CloudFront - Editing Origin - Restrict Bucket Access

Question

I have a situation which I am unable to understand easily why and I am not able to find any documentation either.

I have done the following:

1. Created a S3 bucket

2. Given public access to it

3. Enabled it for static website hosting

4. Created a CloudFront distribution to it

5. Enabled HTTPS at cloudfront

Now I am trying to restrict the access of S3 bucket only to CloudFront.

I tried the steps presented at

https://docs.aws.amazon.com/AmazonCloudFront/latest/DeveloperGuide/private-content-restricting-access-to-s3.html

Unfortunately, when I tried to edit the origin I don't see all the options in the UI especially Restrict Bucket Access is missing.

I only see options to edit Origin Domain Name, Origin Path, Origin Id (grayedout), Origin Custom Headers - No option to enter OAI or setting Restrict Bucket Access etc.

Is it because of enabling HTTPS?

S3 masters, please help!

Answer 1

For those who have since changed some S3 settings to not be public and intend it to be only retrievable via Cloudfront, it is now there but hidden.
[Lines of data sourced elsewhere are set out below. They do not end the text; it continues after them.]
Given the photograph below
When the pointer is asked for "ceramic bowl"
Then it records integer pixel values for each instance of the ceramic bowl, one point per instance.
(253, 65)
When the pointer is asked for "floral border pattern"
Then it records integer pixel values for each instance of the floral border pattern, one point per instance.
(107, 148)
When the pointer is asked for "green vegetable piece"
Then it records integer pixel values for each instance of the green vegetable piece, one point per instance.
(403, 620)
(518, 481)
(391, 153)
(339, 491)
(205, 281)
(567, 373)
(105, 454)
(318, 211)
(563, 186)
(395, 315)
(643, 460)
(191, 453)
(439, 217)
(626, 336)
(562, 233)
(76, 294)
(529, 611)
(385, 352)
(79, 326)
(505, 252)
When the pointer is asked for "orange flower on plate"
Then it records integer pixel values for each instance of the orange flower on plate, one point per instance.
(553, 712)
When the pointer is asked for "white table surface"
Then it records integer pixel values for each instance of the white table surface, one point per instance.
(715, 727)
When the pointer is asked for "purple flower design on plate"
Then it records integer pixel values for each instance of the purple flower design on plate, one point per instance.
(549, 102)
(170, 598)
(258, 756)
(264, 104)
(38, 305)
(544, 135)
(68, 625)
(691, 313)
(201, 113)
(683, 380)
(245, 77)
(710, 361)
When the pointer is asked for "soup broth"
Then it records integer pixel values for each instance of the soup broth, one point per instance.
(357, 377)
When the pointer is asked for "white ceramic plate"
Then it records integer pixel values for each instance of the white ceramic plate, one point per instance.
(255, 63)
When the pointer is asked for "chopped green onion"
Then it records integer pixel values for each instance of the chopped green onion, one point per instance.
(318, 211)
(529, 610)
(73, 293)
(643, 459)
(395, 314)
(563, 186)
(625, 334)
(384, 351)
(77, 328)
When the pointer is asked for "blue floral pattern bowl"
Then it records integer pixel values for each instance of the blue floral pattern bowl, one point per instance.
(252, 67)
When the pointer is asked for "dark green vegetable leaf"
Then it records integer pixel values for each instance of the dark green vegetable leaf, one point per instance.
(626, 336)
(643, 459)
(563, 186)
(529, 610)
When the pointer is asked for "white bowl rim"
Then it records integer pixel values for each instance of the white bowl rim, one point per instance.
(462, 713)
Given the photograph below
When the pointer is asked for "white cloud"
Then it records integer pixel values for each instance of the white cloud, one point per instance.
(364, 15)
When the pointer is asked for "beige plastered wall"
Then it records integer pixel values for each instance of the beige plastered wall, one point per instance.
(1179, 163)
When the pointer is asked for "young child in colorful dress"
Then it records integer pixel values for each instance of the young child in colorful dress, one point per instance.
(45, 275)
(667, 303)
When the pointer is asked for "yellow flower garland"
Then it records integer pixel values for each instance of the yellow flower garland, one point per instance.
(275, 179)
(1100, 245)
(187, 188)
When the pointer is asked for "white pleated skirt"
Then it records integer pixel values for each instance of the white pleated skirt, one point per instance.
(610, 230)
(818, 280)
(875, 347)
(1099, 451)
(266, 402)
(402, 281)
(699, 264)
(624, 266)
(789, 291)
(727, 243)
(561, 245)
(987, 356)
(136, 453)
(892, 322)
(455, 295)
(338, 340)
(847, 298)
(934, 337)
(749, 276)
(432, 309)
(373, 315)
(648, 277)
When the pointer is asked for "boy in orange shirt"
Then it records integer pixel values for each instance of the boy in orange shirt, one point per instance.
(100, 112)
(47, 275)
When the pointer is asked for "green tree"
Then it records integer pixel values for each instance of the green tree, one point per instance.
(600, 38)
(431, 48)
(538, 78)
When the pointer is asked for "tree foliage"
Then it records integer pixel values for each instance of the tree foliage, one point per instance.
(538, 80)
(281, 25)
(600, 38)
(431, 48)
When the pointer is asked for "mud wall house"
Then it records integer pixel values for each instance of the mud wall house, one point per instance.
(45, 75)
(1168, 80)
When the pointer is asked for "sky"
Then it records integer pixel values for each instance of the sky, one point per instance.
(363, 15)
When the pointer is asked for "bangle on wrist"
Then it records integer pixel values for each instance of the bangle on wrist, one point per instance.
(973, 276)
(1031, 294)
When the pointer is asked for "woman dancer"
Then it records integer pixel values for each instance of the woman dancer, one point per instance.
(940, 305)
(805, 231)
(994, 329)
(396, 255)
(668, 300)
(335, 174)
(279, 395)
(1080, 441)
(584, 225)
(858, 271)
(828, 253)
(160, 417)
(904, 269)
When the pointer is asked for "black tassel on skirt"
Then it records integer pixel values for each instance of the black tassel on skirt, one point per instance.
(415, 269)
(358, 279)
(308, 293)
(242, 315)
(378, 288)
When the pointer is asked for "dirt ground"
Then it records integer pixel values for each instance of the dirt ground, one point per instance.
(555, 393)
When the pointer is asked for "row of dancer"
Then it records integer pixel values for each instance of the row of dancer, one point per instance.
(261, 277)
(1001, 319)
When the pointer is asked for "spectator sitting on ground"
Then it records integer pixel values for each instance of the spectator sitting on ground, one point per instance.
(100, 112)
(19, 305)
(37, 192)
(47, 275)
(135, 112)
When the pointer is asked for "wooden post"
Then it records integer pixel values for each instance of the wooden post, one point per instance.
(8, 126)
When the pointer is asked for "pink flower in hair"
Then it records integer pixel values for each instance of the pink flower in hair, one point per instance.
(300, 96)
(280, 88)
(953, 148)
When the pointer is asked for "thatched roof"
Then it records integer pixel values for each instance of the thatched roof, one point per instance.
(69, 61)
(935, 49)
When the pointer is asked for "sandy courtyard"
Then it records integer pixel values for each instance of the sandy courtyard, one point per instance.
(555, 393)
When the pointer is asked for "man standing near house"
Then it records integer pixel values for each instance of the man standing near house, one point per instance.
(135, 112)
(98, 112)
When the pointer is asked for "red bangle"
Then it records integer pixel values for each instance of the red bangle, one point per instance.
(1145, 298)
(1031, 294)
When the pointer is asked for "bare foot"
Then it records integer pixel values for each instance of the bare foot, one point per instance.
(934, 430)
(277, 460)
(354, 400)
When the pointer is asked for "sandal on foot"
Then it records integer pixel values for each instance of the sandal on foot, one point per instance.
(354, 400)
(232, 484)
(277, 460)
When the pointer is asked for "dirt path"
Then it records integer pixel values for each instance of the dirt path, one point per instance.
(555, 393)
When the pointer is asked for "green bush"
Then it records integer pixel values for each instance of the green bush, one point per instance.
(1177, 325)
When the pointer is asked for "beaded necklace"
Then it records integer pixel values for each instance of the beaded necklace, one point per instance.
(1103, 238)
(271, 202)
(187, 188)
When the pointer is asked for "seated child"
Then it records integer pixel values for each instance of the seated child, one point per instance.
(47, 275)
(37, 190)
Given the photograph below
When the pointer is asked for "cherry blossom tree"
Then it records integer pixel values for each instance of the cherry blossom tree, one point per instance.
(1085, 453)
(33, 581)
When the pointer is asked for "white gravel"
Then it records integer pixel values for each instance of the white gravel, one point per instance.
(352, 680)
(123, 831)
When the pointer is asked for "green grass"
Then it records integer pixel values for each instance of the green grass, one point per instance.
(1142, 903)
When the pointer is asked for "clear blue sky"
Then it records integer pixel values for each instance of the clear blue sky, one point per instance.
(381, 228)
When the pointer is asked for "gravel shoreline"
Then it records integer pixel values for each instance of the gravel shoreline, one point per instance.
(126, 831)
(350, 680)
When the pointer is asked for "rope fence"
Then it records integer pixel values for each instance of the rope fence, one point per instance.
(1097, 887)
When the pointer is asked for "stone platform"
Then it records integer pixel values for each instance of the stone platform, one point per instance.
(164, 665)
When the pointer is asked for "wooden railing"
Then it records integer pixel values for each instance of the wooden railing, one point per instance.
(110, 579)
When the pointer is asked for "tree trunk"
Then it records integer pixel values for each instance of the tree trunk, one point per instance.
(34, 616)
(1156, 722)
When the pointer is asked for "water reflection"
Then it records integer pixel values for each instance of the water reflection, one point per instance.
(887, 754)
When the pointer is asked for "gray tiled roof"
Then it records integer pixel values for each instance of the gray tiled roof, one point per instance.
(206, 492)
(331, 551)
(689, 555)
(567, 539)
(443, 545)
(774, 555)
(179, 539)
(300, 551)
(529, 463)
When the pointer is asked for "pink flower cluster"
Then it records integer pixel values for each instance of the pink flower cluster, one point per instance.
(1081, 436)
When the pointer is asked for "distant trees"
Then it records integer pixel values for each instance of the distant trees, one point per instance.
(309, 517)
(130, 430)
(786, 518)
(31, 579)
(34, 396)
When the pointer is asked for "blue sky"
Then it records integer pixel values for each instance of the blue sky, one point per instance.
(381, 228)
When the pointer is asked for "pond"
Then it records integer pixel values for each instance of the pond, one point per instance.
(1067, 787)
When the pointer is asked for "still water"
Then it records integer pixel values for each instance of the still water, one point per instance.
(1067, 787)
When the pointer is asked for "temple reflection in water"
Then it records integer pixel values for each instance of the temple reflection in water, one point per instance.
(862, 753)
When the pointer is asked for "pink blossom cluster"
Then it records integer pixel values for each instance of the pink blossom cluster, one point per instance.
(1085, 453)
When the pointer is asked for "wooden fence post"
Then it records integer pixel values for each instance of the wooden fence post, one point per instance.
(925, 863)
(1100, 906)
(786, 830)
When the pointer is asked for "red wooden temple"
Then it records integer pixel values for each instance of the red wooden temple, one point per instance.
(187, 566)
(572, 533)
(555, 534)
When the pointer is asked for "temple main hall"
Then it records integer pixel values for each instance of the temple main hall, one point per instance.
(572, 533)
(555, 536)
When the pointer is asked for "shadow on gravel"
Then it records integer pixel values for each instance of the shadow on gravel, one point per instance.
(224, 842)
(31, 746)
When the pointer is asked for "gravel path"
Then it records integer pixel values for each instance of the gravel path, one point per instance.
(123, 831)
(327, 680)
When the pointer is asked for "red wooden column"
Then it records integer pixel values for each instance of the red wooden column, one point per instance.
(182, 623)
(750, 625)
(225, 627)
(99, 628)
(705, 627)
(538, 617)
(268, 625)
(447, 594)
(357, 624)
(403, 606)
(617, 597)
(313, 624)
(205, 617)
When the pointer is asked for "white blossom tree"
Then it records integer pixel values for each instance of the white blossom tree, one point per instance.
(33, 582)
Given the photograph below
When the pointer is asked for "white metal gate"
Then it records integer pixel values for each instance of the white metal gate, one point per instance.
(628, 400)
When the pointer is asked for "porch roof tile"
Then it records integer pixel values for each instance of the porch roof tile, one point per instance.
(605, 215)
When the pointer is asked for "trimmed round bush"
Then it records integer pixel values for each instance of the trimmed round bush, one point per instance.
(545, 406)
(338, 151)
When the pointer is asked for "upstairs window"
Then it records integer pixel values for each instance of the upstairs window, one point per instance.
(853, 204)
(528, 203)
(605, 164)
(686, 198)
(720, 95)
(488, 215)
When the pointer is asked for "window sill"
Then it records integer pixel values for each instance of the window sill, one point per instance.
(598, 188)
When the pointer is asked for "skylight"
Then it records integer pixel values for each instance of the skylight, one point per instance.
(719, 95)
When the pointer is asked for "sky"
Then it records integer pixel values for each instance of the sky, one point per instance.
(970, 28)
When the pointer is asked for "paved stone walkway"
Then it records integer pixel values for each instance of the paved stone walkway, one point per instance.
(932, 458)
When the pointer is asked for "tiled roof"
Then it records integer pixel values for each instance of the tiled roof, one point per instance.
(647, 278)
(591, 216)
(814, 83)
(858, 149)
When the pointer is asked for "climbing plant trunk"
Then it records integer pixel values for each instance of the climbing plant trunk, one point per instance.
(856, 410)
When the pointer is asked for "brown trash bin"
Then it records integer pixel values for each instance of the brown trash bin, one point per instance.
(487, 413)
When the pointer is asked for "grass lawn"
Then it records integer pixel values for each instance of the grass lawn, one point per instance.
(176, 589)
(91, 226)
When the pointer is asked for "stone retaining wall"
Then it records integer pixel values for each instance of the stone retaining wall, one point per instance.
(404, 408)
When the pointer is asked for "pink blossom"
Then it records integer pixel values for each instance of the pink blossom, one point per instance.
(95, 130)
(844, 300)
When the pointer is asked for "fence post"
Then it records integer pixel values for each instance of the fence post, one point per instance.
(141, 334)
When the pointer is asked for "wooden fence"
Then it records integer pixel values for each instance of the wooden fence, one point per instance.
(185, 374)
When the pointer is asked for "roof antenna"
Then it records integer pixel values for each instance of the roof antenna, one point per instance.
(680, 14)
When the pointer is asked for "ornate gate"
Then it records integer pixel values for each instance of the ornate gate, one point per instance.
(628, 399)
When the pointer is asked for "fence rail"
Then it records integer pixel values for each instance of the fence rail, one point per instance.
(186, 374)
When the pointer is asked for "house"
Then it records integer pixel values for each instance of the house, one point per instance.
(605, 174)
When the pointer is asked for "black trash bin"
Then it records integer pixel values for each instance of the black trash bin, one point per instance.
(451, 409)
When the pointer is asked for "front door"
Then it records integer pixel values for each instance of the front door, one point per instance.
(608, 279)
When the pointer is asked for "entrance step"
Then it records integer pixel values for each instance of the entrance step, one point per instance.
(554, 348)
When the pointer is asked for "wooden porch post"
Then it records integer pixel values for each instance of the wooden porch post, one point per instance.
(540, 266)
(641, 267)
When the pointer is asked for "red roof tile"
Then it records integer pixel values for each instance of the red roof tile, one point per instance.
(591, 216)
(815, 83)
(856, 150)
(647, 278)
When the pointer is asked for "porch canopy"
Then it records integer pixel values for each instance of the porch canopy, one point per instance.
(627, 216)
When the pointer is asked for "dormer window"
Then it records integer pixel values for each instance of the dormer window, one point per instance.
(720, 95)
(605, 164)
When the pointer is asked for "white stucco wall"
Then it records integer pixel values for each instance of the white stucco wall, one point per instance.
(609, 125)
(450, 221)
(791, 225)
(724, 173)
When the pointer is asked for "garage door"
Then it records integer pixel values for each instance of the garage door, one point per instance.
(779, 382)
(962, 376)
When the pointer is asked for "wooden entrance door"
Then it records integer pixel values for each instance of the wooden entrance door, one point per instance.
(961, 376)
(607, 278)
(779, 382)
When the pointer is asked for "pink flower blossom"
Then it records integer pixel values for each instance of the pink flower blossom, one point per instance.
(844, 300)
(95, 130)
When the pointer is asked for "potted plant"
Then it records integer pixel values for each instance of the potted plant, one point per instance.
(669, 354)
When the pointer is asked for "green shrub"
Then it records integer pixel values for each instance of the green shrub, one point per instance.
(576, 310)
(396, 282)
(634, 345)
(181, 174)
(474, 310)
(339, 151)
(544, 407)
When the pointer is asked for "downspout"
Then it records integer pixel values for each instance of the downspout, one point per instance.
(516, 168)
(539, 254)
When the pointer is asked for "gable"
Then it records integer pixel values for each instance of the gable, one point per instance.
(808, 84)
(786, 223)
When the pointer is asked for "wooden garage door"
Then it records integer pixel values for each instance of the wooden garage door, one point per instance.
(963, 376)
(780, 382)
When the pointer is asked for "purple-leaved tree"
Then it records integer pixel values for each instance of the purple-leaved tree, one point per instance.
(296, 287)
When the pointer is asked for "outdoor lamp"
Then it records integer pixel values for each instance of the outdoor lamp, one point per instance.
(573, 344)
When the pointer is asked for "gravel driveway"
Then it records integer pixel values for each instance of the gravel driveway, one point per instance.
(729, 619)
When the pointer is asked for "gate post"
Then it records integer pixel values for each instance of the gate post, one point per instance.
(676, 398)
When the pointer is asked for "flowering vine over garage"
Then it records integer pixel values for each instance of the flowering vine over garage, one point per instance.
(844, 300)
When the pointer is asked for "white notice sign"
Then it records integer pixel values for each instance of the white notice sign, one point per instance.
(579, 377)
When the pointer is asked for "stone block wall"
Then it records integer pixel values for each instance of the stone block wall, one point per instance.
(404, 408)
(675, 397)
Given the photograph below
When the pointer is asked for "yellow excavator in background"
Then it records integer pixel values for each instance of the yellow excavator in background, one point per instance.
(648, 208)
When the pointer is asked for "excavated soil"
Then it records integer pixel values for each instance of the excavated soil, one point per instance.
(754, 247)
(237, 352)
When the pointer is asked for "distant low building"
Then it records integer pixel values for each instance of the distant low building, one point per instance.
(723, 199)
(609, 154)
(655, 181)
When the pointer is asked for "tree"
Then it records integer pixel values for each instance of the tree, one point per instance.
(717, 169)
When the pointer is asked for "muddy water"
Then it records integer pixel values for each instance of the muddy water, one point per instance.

You just have to cut copy the value from Origin Domain Name in origin tab and then re-paste it in again (if its the name bucket) and the UI will now render with the Restrict Access input options.

Answer 2

Origin access identities are only applicable when using the S3 REST endpoint (e.g. example-bucket.s3.amazonaws.com) for the bucket -- not when you are using the website hosting endpoint (e.g. example-bucket.s3-website.us-east-2.amazonaws.com), because website hosting endpoints do not support authenticated requests -- they are only for public content... but OAI is an authentication mechanism.

When using the website endpoint, CloudFront does not treat the origin as an S3 Origin -- it is treated as a Custom Origin, and these options are not available, because if they were available, they wouldn't work anyway (for the reason mentioned above).